The check for duplicates showed that only the ap_2010 dataframe contains 1 duplicate value: DBN = "04M610". Let’s filter the data to identify the rows containing the duplicated DBN value.

check_dup <- ap_2010 %>%
            filter(DBN == "04M610")

check_dup

We found 2 rows corresponding to the DBN value 04M610. We can remove the row with the school name “YOUNG WOMEN’S LEADERSHIP SCH” which does not contain data.

ap_2010 <- ap_2010 %>%
            filter (SchoolName != "YOUNG WOMEN'S LEADERSHIP SCH")

#check if only one "04M610" DBN value remains
check_dup <- ap_2010 %>%
            filter(DBN == "04M610")

check_dup

Combining Datasets

We are ready to combine the following dataframes for our first set of analyses: sat_results, demographics2012 and hs_directory. Since SAT scores represent our main variable of interest, we will keep all observations in the SAT data and matching data in the other datasets. Therefore, We will use the left_join() function to combine the dataframes on the key variable DBN.

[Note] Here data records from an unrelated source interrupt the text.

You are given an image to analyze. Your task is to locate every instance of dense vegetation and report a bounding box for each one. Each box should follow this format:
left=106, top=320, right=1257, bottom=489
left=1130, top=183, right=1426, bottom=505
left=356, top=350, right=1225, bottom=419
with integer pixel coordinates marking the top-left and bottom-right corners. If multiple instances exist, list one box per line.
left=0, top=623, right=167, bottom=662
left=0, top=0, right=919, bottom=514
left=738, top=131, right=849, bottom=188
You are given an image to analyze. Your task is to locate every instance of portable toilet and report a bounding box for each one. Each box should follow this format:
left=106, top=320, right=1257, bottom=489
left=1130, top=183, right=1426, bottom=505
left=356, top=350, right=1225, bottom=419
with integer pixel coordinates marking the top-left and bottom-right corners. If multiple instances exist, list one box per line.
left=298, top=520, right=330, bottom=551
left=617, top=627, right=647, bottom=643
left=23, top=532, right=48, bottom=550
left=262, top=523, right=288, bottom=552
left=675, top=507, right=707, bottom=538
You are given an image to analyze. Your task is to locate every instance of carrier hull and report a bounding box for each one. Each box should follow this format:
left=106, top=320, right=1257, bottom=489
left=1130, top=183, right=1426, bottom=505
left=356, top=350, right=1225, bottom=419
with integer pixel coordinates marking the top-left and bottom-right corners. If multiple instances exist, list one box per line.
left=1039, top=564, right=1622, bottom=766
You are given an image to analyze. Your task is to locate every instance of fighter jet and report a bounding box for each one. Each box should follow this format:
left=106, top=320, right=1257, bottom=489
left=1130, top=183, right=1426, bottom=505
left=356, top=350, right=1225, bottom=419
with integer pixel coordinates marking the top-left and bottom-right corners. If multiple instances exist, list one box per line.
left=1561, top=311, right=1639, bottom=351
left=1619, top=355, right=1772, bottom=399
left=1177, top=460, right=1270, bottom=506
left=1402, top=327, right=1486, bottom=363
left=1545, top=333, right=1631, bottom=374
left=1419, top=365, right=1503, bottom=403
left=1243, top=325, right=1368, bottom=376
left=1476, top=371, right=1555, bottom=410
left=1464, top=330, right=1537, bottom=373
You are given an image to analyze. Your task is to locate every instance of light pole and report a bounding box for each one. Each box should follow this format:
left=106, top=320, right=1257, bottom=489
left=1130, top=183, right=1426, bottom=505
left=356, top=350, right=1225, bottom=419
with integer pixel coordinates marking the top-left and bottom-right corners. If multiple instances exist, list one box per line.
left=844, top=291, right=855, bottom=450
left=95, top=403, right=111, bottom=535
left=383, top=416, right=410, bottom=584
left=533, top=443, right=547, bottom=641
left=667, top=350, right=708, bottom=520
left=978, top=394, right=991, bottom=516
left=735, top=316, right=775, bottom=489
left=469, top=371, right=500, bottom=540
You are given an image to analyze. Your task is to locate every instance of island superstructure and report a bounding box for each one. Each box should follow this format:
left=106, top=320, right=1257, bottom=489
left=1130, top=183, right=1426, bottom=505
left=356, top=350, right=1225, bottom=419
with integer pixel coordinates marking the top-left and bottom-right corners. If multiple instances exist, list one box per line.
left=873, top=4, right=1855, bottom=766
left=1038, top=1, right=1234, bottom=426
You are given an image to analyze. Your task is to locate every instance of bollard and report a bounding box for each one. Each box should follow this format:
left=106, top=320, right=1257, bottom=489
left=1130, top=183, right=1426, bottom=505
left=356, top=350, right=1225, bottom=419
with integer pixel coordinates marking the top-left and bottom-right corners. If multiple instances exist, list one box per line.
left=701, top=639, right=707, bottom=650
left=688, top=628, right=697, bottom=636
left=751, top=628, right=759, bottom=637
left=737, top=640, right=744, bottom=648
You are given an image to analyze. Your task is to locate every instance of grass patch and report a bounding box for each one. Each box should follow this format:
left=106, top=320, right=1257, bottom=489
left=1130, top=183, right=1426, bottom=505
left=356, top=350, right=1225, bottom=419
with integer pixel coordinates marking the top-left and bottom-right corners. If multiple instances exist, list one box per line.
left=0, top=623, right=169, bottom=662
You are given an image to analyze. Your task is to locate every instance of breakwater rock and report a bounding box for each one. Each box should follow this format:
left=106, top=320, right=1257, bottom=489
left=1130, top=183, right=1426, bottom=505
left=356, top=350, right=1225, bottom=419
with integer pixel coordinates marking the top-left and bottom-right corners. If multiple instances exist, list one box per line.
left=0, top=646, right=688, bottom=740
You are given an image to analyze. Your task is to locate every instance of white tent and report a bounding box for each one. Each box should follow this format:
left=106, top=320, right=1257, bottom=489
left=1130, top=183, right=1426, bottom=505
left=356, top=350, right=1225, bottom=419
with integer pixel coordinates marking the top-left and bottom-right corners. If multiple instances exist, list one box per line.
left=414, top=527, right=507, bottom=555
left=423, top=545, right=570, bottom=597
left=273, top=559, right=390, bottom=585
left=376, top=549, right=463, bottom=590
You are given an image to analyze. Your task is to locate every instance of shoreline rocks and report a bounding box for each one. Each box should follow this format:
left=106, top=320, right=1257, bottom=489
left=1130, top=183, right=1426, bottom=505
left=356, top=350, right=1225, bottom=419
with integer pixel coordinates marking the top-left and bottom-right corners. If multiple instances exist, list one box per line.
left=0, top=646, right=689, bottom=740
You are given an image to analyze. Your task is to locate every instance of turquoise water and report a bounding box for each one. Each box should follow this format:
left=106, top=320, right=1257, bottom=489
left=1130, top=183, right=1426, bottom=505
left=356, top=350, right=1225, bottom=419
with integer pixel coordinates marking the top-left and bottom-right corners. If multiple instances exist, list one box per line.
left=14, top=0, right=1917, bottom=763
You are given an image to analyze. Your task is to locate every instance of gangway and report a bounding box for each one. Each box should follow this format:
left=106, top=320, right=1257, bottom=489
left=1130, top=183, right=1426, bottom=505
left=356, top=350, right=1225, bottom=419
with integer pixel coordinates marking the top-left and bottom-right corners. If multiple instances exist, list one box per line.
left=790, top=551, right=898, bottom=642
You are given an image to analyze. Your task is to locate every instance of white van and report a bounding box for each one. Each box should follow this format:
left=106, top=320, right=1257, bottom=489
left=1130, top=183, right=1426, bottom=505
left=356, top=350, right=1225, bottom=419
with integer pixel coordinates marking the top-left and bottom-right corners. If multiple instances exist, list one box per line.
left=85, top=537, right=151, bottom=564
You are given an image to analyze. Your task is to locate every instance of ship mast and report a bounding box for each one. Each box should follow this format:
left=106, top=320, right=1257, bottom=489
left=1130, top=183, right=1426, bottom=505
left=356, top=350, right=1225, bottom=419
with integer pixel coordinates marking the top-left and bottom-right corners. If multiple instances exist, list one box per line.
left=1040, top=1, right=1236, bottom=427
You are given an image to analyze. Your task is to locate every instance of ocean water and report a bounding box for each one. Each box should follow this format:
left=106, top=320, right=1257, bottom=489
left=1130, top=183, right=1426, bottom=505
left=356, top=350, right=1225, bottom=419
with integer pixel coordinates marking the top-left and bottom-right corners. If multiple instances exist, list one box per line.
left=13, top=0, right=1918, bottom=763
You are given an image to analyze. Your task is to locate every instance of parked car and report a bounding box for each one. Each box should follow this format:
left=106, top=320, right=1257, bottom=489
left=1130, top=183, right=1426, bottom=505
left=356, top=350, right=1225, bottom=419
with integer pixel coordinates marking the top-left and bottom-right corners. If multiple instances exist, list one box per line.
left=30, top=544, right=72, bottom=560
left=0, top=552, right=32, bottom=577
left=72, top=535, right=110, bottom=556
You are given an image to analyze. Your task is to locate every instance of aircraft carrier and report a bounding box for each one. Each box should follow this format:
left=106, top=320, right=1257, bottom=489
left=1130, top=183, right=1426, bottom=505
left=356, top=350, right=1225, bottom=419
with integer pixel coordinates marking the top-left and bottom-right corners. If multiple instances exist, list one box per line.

sat_demog_dir <- sat_results %>%
  left_join(demographics2012, by = "DBN") %>%
  left_join(hs_directory, by = "DBN") %>%
  rename(School_Name = `SCHOOL NAME`) %>%
  select(-school_name, -lat_long, -lat, -long)

head(sat_demog_dir)

Handling Missing Values

Earlier in this project, we saw that there are more observations in the SAT data(478) than in the directory data(435). We also found no duplicates in either dataset indicating that some schools in the SAT dataset are not listed in the directory data. Let’s review all missing values in our combined dataset and track the schools without location information.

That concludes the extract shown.